Urinary Excretion of C5a in Membranous Nephropathy

Session Information

Category: Glomerular

  • 1004 Clinical/Diagnostic Renal Pathology and Lab Medicine

Authors

  • Ayoub, Isabelle, The Ohio State University Wexner Medical Center, Columbus, Ohio, United States
  • Birmingham, Daniel J., Ohio State University, Columbus, Alabama, United States
  • Nelson, Jessica M., Ohio State Wexner Medical Center, Columbus, Ohio, United States
  • Hebert, Lee A., Ohio State University Medical Center, Columbus, Ohio, United States
  • Rovin, Brad H., Ohio State University Wexner Medical Center, Columbus, Ohio, United States
Background

Using proteomic analysis we previously showed that glomeruli from patients with membranous nephropathy (MN) express increased levels of complement components C3 and C4 and decreased levels of the complement receptor CR1 compared to glomeruli from healthy kidneys. Here we measured complement component C5a in the urine of MN patients as a non-invasive surrogate of intra-renal complement activation.

Methods

Urine samples were collected at the time of first kidney biopsy of patients with active MN (n=13). These patients had primary MN as suggested by dominant (n=5) or co-dominant (n=6) IgG4 glomerular immunofluorescence. Two patients only had IgG1 glomerular immunofluorescence, usually seen in secondary MN, but no underlying etiology was found in either case, so they were treated as primary MN. Urine C5a levels were measured by a sandwich ELISA.

Results

Urine protein to creatinine ratios (uPCR) in this group of MN patients ranged from 2.2-11 g/g with a median of 4 g/g.
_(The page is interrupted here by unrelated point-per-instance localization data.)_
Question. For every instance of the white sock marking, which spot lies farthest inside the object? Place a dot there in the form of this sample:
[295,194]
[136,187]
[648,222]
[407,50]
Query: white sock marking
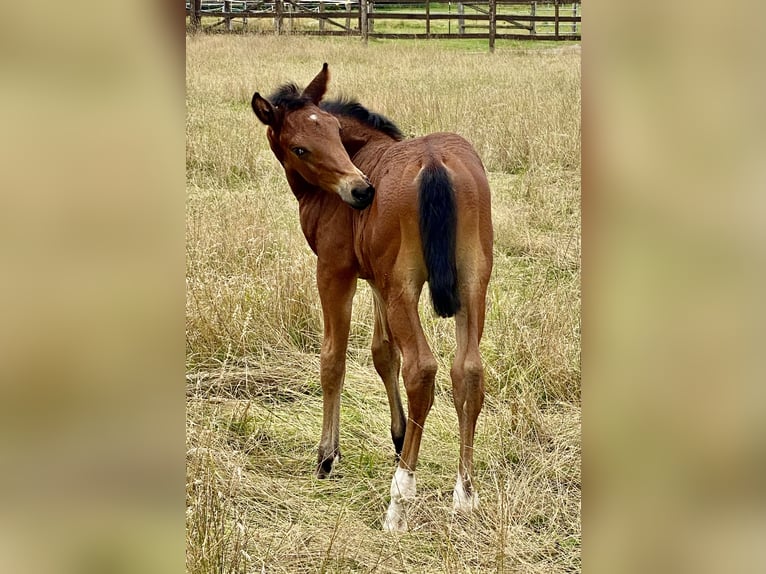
[403,489]
[461,500]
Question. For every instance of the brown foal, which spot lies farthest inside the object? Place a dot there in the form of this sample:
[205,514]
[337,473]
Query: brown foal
[396,213]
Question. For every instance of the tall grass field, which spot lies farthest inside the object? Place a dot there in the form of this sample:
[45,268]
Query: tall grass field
[254,323]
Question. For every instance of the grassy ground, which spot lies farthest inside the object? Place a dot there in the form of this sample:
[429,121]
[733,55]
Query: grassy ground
[254,323]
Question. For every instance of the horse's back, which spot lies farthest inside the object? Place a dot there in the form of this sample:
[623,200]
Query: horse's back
[398,203]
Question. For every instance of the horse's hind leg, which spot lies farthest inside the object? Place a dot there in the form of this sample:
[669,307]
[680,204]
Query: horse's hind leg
[336,293]
[468,390]
[419,372]
[387,361]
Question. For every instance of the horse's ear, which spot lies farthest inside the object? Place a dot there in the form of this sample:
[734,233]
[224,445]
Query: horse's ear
[318,86]
[263,109]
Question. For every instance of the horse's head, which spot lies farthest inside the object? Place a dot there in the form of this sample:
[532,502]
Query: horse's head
[306,141]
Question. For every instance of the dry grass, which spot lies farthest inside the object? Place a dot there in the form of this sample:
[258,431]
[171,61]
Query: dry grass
[254,324]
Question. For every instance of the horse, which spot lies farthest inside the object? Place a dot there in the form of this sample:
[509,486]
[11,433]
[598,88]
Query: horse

Urine C5a levels were undetectable in 2 two patients. The median value for the group was 4 ng/mg urine creatinine with a range of 0-11 ng/mg. Patients with Ig4 dominant or co-dominant MN had a higher level of C5a (5.1±3.3 ng/mg) than patients who were IgG1 dominant (1.3±1.8). C5a levels correlated with spot uPCR (r=0.68, p= 0.01), however the correlation was mainly driven by those with heaviest proteinuria.

Conclusion

In immunologically active primary MN, C5a is present in the majority of urine samples. In secondary (IgG1-dominant) MN C5a levels were much lower than in primary MN, but this is difficult to interpret due to small sample size. The presence or absence of urinary C5a could be useful in differentiating immunologically active proteinuric patients with an historic diagnosis of MN from proteinuria driven by hemodynamic or other factors, facilitating decisions regarding immunosuppressive therapy without repeating kidney biopsy. The relationship between urinary C5a and anti-PLA2R levels remains to be determined.